Hybrid vehicles have a brake system that is designed for recuperative braking. In recuperative braking, an electric motor of the hybrid vehicle, typically, the electric drive motor, is operated in generator mode. Following an intermediate storage, the electrical energy recovered during recuperative braking may be used for an acceleration of the vehicle. This reduces any power loss experienced by a conventional vehicle due to frequent braking during a drive. As a result, the energy consumption and the pollutant emissions of the hybrid vehicle are reduced in comparison to the conventional vehicle.
To ensure that the recuperative braking have as little effect as possible on the braking distance of the vehicle, it is necessary that the braking system of the vehicle be adapted to specific situations. For example, in the case of a full electrical energy-storage device, the braking system should generate the entire braking torque via the conventional brake, in particular, via at least one friction brake, since, in such a situation, the recuperative brake mostly does not exert any braking torque on the wheels.
Moreover, operating the electric motor in generator mode typically requires a certain minimum speed of the vehicle. Therefore, a recuperative braking system is frequently not able to exert a braking torque on the wheels of a vehicle until the vehicle traveling ahead is at a standstill. Therefore, when a vehicle stops, the conventional brake system must compensate in the low speed range for the loss of braking action of the recuperative brake by generating a higher braking torque.
On the other hand, in many situations, it is desirable to exert a lowest possible hydraulic braking force on the wheels in order to achieve a high degree of recuperation. For example, following the gearshift processes, the decoupled generator often intervenes as a recuperative brake in order to shift the braking action again toward recuperative braking. If the total braking torque is to be kept constant in the process, then the conventional friction brake portion must be reduced correspondingly.

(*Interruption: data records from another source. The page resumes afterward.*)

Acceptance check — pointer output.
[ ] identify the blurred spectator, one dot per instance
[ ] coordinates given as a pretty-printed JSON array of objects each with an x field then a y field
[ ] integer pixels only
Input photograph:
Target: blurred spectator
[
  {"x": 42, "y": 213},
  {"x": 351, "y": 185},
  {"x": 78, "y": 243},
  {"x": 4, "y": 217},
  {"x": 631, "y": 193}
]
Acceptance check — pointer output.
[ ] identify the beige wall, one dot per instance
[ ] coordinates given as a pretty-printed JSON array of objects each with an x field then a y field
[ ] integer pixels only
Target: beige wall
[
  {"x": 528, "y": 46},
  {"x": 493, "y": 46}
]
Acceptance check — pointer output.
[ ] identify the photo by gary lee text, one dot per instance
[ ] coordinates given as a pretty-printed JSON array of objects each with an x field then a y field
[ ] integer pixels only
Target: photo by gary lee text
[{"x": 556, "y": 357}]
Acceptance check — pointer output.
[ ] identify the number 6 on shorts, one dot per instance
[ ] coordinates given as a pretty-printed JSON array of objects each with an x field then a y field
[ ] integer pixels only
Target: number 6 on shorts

Processes where the braking torque of the conventional friction brake is adapted to the active braking torque of the recuperative brake in order to maintain a desired total braking torque, are often referred to as blending processes. In many vehicles having a recuperative brake, the blending is implemented by the driver actuating the brake input element. In the process, the driver assumes the task of deceleration controller. In the case of a discontinued or added recuperative braking torque, the driver uses the pedal to adapt the conventional braking torque in such a way that an overall deceleration desired by him/her is maintained. However, this process requires a greater expenditure of effort on the part of the driver.
Brake-by-wire brake systems, such as EHB electrohydraulic brake systems, for example, provide an option for controlling a total deceleration of a vehicle that is less work-intensive. In the case of a brake-by-wire brake system, the braking torques can be blended by decoupling the pedal, without the driver having to additionally actuate the pedal or another brake input element. Therefore, in the case of a brake-by-wire brake system, the driver hardly notices the blending processes. However, conventional brake-by-wire brake systems are expensive due to the complex electronics and mechanics/hydraulics that they require.